Adopting the EPWP Focus Week

The official launch and handover of the provincial Expanded Public Works Programme (EPWP) from the Department of Transport to the Department of Public Works in KwaZulu-Natal, at a historic event in Richmond, hosted by the former Premier of KwaZulu-Natal, Mr Senzo Edward Mchunu in May 2015 was a significant milestone that began to reshape the provincial government towards changing peoples’ lives for the better. The KwaZulu-Natal Department of Public Works will host its 4th annual EPWP Focus Week as from Monday 16 to 30 November 2020 at identified and confirmed municipalities within the province of KwaZulu-Natal.

The programme is currently driven by the department’s EPWP Provincial Coordination directorate. The directorate serves as a nucleus coordinating the entire programme for targeted beneficiaries co-opting other provincial departments and all municipalities in the province with the inclusion of interested participating private and non-governmental stakeholders. To date the department has been engulfed into a tough period of coordinating, assessing, evaluating and managing progress made and stepping up the pace to achieving socio-economic transformation that would gradually assist in dealing with poverty but also reach the realisation of the provincial cabinet’s key strategic goals.

Since 2015, the department took a toll order as the programme gained ground, subsequently, positive results were registered, amid some sporadic barriers which kept emerging and slightly hampered service delivery.
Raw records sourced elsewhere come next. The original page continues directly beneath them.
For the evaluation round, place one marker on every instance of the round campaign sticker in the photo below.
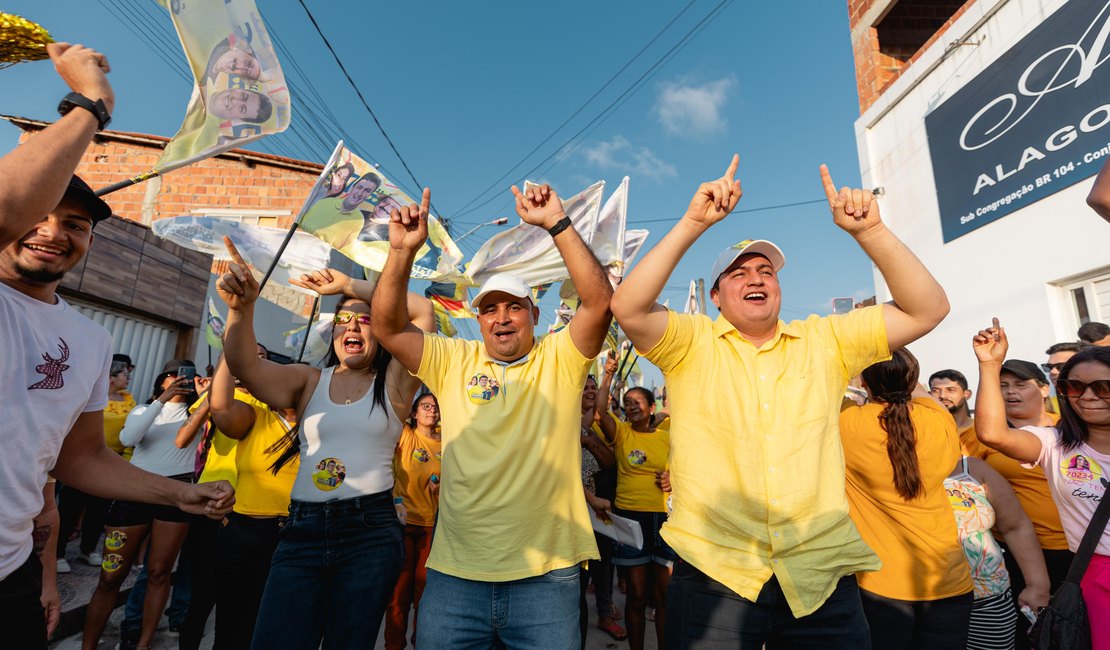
(111, 562)
(330, 474)
(482, 388)
(114, 540)
(1080, 469)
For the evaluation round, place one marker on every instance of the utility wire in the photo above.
(366, 105)
(582, 108)
(632, 89)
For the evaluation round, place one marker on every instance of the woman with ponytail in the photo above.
(898, 450)
(340, 551)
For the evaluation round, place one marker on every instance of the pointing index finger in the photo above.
(827, 183)
(233, 252)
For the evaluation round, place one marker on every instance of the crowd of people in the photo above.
(447, 483)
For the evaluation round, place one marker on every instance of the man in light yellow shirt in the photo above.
(513, 527)
(760, 517)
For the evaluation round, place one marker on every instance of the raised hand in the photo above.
(236, 287)
(325, 282)
(538, 205)
(855, 211)
(990, 344)
(714, 200)
(409, 225)
(83, 70)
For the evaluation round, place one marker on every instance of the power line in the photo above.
(377, 122)
(582, 108)
(631, 90)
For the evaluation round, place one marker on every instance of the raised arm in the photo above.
(274, 384)
(634, 303)
(390, 320)
(1018, 531)
(541, 206)
(33, 175)
(919, 303)
(1099, 199)
(232, 417)
(990, 425)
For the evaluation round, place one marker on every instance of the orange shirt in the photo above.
(917, 540)
(415, 460)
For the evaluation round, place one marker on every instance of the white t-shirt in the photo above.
(346, 449)
(53, 367)
(1078, 479)
(152, 430)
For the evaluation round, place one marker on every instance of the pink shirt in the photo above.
(1078, 479)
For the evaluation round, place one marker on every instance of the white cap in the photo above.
(759, 246)
(503, 282)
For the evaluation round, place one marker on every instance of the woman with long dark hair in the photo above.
(416, 467)
(1083, 432)
(898, 450)
(151, 428)
(341, 548)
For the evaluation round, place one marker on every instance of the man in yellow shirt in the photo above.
(513, 526)
(760, 517)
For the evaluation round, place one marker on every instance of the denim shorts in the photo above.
(655, 549)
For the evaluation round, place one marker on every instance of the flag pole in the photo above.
(308, 328)
(128, 182)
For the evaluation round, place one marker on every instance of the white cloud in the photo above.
(624, 156)
(689, 109)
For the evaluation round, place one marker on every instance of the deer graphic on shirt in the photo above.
(52, 369)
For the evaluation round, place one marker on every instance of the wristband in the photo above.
(559, 226)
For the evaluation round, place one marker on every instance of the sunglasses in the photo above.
(1077, 388)
(344, 317)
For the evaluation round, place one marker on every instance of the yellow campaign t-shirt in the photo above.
(511, 501)
(415, 461)
(115, 414)
(260, 493)
(917, 540)
(756, 461)
(639, 456)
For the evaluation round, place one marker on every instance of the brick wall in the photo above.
(889, 36)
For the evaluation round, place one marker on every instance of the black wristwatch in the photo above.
(97, 108)
(559, 226)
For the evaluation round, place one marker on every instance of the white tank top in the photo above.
(346, 449)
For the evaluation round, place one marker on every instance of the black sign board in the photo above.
(1032, 123)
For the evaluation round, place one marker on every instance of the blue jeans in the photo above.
(533, 613)
(332, 575)
(177, 610)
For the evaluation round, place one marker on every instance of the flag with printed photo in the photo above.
(240, 92)
(213, 327)
(350, 206)
(526, 251)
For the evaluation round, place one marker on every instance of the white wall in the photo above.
(1007, 267)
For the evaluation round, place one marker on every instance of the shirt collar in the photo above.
(723, 327)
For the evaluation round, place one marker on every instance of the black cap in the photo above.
(82, 193)
(1025, 371)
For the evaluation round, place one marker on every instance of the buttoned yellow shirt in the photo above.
(756, 460)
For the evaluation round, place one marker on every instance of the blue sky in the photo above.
(466, 89)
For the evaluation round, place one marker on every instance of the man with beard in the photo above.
(950, 388)
(54, 362)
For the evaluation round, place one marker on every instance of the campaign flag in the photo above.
(213, 327)
(240, 92)
(526, 251)
(448, 300)
(350, 206)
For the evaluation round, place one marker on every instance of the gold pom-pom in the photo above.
(21, 40)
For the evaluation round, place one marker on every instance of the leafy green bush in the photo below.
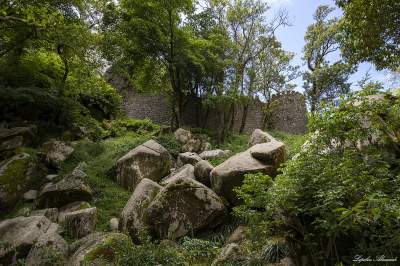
(340, 197)
(197, 249)
(150, 254)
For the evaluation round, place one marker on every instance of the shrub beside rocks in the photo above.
(17, 175)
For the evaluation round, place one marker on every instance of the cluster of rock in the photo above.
(168, 204)
(60, 204)
(171, 197)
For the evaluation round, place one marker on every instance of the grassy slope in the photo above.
(110, 198)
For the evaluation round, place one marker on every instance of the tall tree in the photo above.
(324, 80)
(372, 31)
(155, 31)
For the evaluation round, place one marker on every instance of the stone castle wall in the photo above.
(289, 113)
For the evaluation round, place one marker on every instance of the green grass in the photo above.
(109, 197)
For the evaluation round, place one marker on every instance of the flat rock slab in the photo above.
(183, 206)
(272, 152)
(19, 234)
(132, 216)
(149, 160)
(230, 174)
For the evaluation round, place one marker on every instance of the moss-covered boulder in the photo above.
(258, 136)
(67, 190)
(132, 216)
(80, 223)
(186, 171)
(202, 172)
(99, 249)
(272, 152)
(183, 206)
(19, 234)
(57, 152)
(49, 249)
(12, 138)
(18, 175)
(230, 174)
(149, 160)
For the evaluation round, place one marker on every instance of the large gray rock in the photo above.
(202, 172)
(230, 174)
(91, 248)
(17, 175)
(186, 171)
(187, 158)
(71, 207)
(272, 152)
(183, 206)
(149, 160)
(57, 152)
(12, 138)
(68, 189)
(80, 223)
(50, 243)
(19, 234)
(228, 252)
(182, 135)
(50, 213)
(206, 155)
(131, 219)
(30, 195)
(258, 136)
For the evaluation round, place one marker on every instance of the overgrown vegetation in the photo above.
(339, 197)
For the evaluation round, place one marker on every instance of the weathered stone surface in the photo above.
(272, 152)
(186, 171)
(30, 195)
(258, 136)
(51, 177)
(205, 155)
(50, 213)
(81, 223)
(79, 170)
(48, 242)
(92, 247)
(114, 224)
(182, 135)
(187, 158)
(131, 218)
(149, 160)
(68, 189)
(17, 175)
(19, 234)
(71, 207)
(237, 236)
(57, 152)
(183, 206)
(12, 138)
(230, 174)
(202, 172)
(229, 251)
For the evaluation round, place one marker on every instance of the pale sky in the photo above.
(292, 38)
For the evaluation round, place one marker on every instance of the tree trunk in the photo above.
(244, 117)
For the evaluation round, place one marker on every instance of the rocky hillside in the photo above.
(143, 198)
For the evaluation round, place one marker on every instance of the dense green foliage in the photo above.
(324, 81)
(49, 70)
(339, 197)
(372, 31)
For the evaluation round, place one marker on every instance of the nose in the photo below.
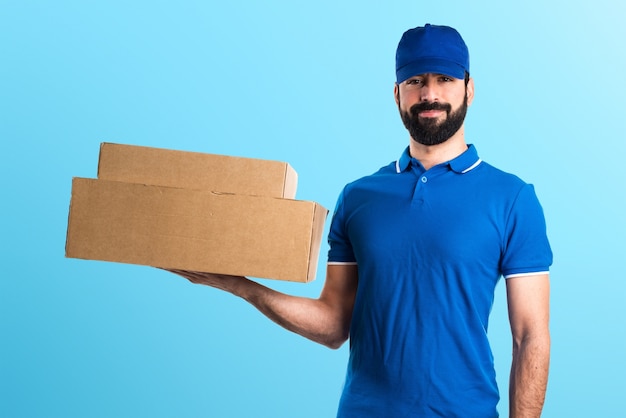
(429, 92)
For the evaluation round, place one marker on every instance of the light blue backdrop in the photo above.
(308, 83)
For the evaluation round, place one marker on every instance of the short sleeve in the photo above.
(526, 249)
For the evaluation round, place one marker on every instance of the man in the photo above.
(416, 250)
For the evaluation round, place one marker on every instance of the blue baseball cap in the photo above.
(431, 49)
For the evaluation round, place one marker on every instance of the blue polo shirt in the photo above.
(430, 246)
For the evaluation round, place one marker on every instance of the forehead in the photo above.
(433, 75)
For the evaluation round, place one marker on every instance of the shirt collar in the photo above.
(462, 164)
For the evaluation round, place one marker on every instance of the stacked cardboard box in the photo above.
(195, 211)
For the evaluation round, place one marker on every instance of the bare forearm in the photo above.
(324, 320)
(310, 318)
(529, 377)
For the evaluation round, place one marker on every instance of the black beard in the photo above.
(430, 132)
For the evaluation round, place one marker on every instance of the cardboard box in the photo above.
(194, 170)
(195, 230)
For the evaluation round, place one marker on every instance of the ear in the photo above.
(396, 93)
(470, 91)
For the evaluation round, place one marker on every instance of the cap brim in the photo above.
(434, 66)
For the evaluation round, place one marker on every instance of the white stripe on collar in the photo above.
(473, 166)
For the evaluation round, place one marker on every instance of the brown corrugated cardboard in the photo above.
(194, 170)
(195, 230)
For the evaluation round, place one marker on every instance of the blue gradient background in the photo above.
(309, 83)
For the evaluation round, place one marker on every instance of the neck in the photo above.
(431, 155)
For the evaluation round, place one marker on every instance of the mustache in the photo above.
(424, 106)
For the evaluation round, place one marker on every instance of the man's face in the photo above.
(432, 107)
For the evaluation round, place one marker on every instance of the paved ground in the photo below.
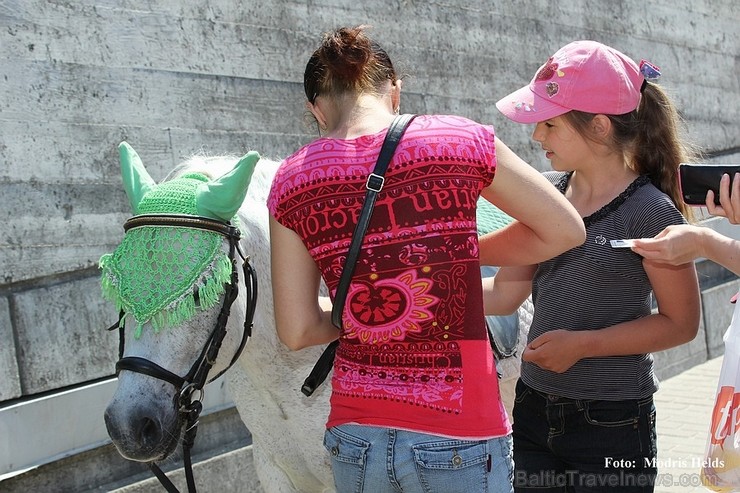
(684, 405)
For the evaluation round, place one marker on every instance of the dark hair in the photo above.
(650, 136)
(347, 61)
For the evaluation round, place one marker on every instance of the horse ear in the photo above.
(136, 179)
(222, 197)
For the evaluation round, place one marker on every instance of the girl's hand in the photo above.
(729, 198)
(555, 351)
(675, 245)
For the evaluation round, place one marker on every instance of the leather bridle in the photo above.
(197, 376)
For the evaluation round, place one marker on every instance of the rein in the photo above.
(197, 376)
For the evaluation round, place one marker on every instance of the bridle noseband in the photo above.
(197, 376)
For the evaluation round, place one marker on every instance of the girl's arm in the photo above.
(507, 290)
(302, 318)
(676, 290)
(546, 223)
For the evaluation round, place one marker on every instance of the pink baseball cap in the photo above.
(583, 75)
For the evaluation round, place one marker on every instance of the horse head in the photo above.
(173, 278)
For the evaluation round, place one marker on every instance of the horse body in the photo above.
(287, 428)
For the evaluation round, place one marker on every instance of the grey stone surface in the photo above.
(174, 78)
(10, 387)
(62, 337)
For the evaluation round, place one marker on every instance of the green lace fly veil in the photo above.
(154, 273)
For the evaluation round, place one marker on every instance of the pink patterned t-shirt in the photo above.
(413, 351)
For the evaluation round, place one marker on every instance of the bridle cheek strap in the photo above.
(198, 373)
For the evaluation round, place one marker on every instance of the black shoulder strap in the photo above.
(374, 185)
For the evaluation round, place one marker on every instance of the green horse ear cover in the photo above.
(222, 197)
(165, 275)
(136, 179)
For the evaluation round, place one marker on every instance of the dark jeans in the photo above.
(566, 445)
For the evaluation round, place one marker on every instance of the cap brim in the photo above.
(524, 106)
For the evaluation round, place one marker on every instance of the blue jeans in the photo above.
(566, 445)
(371, 459)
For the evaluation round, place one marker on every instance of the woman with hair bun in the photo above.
(415, 403)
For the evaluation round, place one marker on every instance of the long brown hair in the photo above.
(650, 137)
(347, 61)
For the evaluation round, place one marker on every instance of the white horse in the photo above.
(287, 427)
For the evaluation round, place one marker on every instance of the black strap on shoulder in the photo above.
(374, 185)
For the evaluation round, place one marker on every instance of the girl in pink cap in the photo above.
(584, 418)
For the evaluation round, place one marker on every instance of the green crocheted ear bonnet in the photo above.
(490, 217)
(156, 271)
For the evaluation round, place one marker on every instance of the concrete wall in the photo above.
(225, 76)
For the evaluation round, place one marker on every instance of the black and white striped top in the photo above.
(595, 286)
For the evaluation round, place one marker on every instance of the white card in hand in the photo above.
(622, 243)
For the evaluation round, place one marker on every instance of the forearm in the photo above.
(649, 334)
(298, 333)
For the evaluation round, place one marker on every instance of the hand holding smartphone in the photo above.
(696, 180)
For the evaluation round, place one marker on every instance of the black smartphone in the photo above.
(696, 179)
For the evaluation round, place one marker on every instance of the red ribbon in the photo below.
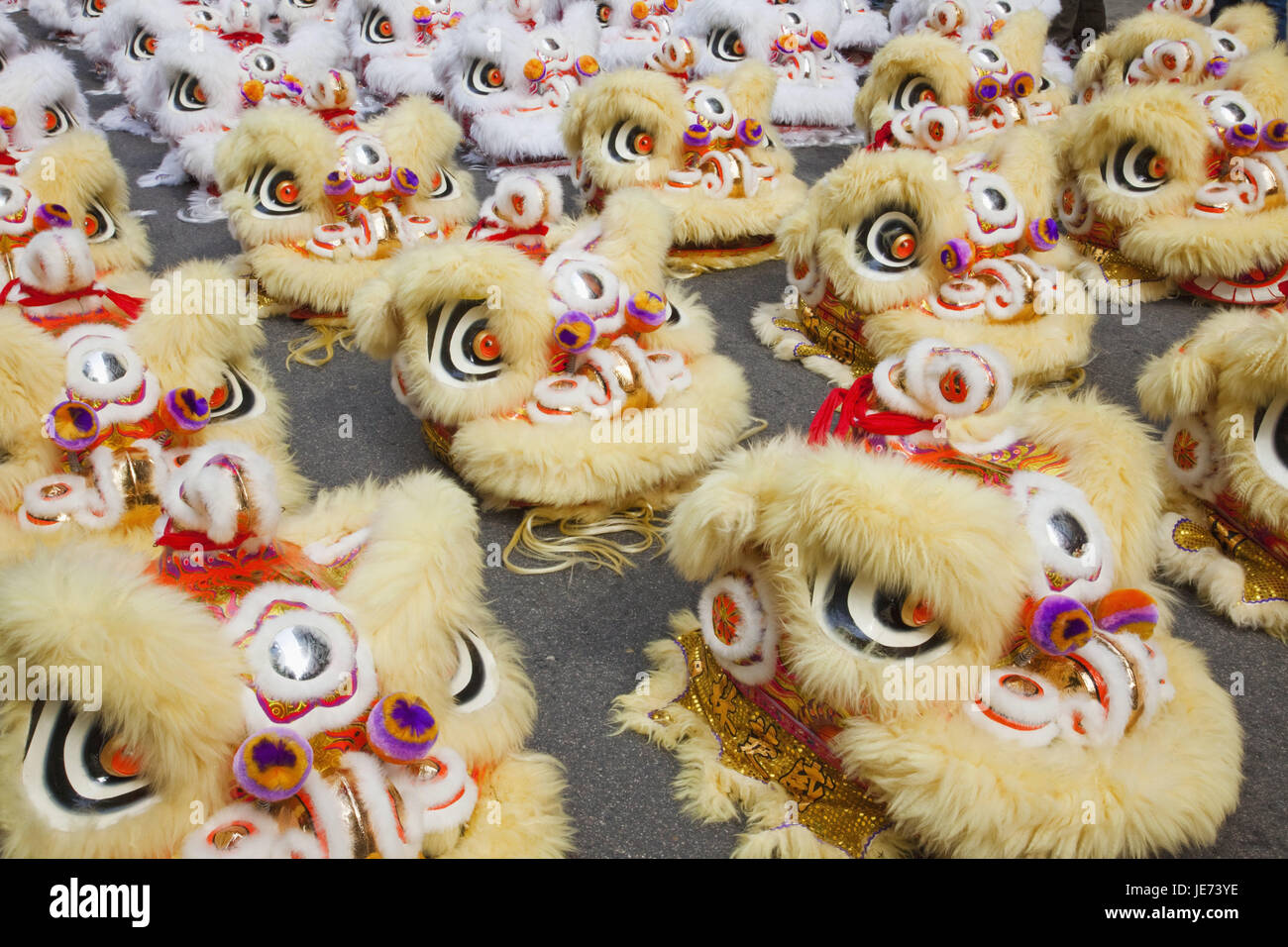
(244, 37)
(883, 138)
(855, 412)
(509, 234)
(130, 305)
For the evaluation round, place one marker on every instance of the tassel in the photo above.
(318, 348)
(589, 544)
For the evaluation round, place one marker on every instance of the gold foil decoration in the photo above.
(1263, 578)
(1117, 266)
(754, 745)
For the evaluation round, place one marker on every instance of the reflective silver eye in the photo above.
(103, 368)
(376, 26)
(912, 91)
(187, 94)
(1133, 169)
(143, 46)
(299, 652)
(726, 44)
(1068, 534)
It is a fact that the programme has expanded to all municipalities and equally acknowledged that there were and still are continued gloomy reports on the programme deficiencies. The EPWP’s current state of affairs indicates that it is multidisciplinary (involving youth, women and persons with disabilities) , cross-cutting, has long duration of spanning years rather than months, is influenced by a wide range of interested citizenry and other cooperatives or stakeholders with different degrees of commitment and adds value to social change. However, it is also a fact that it has risks and negative impacts to those who suffer its ‘disbenefits’ – such as programme mismanagement, non-compliance and a negative beneficiary or labour turnover, when volunteers or beneficiaries register unwarranted complaints due to corruption and maladministration.